University of Florida Homepage

Gunina_Anastasia

Hybrid OpenMP/MPI implementation of the EFMO method in GAMESS

Anastasia O. Gunina, Mark S. Gordon Ames
Laboratory of US DOE/Iowa State University, Ames, Iowa, USA

Steep computational scaling and significant memory requirements of conventional electronic structure methods both limit the size of systems that can be described and hinder transition towards exascale computing. One of the ways to overcome these problems is to use fragmentation approaches. Our approach of choice is the Effective Fragment Molecular Orbital (EFMO) method, which is essentially a combination of the effective fragment potential (EFP) and fragment molecular orbital (FMO) methods: ab initio description is utilized for short-range interfragment interaction, below a selected Rcut, while longrange interactions as well as many-body polarization are described by EFP. For each fragment in its specific geometry, an EFMO calculation requires obtaining EFP parameters, which are generated by a MAKEFP run.

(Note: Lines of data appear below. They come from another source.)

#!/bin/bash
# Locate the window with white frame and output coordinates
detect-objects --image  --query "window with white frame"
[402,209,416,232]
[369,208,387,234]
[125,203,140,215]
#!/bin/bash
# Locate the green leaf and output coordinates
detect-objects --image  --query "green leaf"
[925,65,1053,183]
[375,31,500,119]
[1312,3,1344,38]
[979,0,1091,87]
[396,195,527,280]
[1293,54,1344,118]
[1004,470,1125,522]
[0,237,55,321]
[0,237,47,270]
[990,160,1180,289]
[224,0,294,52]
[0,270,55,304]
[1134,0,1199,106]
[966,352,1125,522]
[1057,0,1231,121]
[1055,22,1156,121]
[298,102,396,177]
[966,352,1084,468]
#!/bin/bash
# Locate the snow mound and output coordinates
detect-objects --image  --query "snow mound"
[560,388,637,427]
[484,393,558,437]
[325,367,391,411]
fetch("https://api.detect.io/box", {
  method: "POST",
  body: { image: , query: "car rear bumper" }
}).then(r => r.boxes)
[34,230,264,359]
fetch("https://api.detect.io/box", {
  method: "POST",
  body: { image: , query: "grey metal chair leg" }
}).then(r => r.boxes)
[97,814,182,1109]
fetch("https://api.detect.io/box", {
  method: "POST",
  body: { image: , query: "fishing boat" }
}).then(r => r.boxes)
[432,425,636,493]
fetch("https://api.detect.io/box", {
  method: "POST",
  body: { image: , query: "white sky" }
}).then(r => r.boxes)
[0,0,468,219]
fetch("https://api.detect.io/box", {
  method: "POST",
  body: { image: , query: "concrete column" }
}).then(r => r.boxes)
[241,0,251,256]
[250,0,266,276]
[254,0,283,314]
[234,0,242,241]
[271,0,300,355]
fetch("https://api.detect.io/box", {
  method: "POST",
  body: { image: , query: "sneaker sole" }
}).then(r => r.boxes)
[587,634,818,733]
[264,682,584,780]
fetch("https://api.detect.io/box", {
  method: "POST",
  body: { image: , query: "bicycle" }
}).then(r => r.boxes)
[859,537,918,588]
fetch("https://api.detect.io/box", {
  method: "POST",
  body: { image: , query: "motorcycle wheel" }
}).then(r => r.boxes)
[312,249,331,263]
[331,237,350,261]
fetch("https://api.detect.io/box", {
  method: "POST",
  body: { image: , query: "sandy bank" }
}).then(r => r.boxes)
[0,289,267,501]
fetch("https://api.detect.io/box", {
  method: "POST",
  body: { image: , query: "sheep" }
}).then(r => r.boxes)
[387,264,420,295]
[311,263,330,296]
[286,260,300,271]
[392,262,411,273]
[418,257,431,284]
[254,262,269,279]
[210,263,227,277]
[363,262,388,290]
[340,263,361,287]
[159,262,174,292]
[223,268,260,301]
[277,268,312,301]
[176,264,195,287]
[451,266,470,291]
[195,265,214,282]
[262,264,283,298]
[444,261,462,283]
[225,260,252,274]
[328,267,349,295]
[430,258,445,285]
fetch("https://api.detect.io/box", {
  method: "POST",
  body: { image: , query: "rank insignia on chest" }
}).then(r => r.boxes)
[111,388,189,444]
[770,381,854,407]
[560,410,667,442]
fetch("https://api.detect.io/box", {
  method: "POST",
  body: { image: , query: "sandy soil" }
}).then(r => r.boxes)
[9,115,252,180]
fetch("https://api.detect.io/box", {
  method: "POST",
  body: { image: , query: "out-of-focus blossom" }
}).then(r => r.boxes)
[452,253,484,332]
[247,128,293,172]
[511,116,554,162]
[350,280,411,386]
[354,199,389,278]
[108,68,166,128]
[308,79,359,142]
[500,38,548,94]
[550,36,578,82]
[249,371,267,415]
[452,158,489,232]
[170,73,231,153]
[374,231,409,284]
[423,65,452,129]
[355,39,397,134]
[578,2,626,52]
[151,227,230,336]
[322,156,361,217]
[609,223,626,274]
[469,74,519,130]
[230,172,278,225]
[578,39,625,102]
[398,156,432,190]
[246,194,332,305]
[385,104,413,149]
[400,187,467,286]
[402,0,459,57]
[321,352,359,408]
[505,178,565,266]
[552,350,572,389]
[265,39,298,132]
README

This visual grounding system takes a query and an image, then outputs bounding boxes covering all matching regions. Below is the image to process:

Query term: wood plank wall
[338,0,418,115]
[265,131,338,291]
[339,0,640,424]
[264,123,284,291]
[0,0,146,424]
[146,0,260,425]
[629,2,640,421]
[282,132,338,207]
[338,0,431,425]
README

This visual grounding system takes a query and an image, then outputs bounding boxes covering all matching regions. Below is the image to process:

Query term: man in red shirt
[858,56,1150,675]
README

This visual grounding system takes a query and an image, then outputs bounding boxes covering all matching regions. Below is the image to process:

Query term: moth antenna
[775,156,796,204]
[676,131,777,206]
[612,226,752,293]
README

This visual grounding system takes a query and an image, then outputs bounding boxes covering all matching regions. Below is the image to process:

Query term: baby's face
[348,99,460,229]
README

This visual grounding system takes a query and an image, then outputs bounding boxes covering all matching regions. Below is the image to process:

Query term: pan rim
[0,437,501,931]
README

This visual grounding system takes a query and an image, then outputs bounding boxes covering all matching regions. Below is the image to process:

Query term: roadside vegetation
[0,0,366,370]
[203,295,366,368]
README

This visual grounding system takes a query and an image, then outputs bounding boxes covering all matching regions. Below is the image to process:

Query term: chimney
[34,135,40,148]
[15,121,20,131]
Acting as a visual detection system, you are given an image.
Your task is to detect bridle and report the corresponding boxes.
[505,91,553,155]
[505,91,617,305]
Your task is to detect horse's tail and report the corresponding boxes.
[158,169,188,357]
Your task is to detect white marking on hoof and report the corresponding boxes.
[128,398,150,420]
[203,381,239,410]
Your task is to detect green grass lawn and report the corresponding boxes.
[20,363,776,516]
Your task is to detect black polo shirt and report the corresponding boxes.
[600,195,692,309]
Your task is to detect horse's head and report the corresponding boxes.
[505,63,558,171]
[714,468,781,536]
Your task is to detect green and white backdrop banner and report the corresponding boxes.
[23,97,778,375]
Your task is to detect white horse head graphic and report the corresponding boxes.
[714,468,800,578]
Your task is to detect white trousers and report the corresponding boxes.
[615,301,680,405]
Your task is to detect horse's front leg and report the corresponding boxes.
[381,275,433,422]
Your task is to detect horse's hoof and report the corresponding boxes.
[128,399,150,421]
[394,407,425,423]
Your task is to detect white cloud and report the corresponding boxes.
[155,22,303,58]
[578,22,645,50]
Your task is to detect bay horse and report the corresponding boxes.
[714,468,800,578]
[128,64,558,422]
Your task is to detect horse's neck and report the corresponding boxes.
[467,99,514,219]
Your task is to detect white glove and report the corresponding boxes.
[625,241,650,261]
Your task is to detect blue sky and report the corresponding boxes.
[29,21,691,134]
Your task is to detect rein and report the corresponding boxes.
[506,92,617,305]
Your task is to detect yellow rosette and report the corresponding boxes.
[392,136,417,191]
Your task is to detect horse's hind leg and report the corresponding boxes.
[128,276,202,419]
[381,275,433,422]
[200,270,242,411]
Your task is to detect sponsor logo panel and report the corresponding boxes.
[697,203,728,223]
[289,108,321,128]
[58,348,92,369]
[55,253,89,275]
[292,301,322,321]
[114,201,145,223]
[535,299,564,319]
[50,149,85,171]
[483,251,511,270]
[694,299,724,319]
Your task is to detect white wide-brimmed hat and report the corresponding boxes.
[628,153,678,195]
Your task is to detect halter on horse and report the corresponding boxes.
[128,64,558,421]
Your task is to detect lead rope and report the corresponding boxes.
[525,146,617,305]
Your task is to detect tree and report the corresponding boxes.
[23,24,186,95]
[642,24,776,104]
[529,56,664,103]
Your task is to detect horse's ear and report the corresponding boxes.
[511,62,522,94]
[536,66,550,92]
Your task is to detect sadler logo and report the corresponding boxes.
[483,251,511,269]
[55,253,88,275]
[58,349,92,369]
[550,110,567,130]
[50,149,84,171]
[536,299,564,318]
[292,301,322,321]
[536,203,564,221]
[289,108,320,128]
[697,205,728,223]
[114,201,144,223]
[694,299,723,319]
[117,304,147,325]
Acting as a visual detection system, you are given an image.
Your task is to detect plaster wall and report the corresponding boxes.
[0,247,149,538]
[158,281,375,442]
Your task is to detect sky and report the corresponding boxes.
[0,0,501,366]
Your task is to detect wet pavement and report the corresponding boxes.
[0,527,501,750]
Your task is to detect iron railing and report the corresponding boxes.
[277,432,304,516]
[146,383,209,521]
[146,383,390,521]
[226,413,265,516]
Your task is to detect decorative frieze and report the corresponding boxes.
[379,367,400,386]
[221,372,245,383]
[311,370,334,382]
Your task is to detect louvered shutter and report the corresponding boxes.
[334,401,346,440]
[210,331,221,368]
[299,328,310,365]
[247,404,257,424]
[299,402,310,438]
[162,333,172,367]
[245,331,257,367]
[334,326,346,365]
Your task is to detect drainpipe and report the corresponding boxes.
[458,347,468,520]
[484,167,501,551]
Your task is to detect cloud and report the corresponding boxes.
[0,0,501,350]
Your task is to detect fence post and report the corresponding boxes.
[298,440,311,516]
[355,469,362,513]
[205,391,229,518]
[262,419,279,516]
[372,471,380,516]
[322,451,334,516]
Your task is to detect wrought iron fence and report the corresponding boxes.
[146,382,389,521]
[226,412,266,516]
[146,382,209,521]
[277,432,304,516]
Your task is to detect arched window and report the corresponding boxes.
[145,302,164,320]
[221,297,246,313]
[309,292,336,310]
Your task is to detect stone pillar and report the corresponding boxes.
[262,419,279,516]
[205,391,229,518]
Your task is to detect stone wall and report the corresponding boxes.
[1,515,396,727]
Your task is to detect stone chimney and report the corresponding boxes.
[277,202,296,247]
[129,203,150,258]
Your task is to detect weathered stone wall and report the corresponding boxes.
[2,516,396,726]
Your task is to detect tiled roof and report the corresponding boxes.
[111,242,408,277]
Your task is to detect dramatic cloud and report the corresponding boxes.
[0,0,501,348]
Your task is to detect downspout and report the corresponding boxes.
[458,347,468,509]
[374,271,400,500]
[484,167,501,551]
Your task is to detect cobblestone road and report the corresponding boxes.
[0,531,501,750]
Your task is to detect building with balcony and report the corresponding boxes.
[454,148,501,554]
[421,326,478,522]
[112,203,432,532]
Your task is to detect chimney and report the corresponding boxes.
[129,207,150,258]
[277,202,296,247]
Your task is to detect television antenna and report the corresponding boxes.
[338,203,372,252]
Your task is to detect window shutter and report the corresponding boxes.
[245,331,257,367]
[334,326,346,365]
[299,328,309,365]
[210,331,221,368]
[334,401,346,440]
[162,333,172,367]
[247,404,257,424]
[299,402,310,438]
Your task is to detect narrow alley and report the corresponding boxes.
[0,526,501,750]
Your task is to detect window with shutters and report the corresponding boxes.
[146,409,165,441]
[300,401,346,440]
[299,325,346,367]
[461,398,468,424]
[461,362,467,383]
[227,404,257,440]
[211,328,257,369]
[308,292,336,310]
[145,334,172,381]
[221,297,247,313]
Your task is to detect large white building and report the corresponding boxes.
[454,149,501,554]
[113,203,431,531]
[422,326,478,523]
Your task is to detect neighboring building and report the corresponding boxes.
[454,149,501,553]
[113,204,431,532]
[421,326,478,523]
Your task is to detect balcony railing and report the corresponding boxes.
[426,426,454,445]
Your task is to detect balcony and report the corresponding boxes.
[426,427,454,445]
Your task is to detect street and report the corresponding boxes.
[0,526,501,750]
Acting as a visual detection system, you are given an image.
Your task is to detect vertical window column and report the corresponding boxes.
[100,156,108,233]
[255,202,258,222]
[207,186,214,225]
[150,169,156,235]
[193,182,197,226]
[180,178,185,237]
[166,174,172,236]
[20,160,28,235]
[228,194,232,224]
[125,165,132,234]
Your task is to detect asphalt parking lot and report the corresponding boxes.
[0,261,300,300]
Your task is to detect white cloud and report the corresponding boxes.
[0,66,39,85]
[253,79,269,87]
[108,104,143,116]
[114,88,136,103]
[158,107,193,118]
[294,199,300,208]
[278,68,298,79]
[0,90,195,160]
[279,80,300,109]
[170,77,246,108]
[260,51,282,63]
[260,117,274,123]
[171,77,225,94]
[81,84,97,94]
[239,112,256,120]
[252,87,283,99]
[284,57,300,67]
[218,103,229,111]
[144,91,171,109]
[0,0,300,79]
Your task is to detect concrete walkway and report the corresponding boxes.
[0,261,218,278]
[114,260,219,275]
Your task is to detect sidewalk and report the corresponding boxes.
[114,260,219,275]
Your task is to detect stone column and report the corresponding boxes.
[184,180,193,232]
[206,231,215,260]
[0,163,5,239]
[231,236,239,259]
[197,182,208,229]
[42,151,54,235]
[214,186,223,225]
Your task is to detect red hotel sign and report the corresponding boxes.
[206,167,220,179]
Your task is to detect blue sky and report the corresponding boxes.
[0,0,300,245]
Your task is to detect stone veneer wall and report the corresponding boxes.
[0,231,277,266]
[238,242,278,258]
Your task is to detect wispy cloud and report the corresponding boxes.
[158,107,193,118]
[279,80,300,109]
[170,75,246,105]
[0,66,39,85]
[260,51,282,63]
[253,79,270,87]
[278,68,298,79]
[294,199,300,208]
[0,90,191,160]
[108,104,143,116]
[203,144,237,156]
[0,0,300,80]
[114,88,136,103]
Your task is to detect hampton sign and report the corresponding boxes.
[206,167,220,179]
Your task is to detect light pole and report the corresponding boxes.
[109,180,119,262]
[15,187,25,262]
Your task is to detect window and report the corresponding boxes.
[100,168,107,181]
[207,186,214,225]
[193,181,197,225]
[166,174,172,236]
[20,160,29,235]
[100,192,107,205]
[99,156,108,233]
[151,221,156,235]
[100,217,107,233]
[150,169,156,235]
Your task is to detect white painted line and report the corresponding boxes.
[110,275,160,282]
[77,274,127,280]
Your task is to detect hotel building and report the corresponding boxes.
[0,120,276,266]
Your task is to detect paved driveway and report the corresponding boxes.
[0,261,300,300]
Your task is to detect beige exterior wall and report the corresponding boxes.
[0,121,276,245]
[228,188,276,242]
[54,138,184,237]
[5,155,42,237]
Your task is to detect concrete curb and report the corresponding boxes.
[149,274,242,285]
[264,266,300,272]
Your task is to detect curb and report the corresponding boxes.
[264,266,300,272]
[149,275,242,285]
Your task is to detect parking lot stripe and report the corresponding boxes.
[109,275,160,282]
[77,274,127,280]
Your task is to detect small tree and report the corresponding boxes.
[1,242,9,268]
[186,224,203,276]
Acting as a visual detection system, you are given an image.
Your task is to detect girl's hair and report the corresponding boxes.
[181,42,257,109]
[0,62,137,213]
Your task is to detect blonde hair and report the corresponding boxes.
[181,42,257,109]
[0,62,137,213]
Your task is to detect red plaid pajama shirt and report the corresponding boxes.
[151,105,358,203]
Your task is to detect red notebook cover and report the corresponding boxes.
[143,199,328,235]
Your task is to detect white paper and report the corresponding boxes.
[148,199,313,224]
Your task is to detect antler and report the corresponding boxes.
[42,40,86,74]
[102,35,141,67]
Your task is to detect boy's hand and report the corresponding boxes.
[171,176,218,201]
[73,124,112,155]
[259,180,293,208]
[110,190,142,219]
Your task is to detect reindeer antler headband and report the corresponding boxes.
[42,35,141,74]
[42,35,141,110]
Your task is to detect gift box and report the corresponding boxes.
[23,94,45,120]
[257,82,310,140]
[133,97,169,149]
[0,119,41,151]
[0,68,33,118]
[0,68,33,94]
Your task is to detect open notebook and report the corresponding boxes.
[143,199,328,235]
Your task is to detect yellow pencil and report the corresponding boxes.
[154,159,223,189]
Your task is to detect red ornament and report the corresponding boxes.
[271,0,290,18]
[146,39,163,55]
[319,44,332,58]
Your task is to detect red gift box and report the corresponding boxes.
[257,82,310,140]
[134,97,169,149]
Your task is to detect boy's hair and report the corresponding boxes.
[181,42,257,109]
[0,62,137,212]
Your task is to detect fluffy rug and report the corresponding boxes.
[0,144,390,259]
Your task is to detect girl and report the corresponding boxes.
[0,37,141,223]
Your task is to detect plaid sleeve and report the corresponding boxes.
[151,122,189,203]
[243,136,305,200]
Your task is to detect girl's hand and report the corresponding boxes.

The current EFMO implementation in the GAMESS program package is, however, not optimized nor fully parallelized. As a fragmentation method, EFMO naturally allows the user to put different fragments onto different nodes, creating a need to parallelize within a node for an individual fragment. In this study, a major effort is related to OpenMP parallelization and optimizing the bottleneck MAKEFP step. The resulting performance is demonstrated using a ~1700-atoms piece of a mesoporous silica nanoparticle (MSN).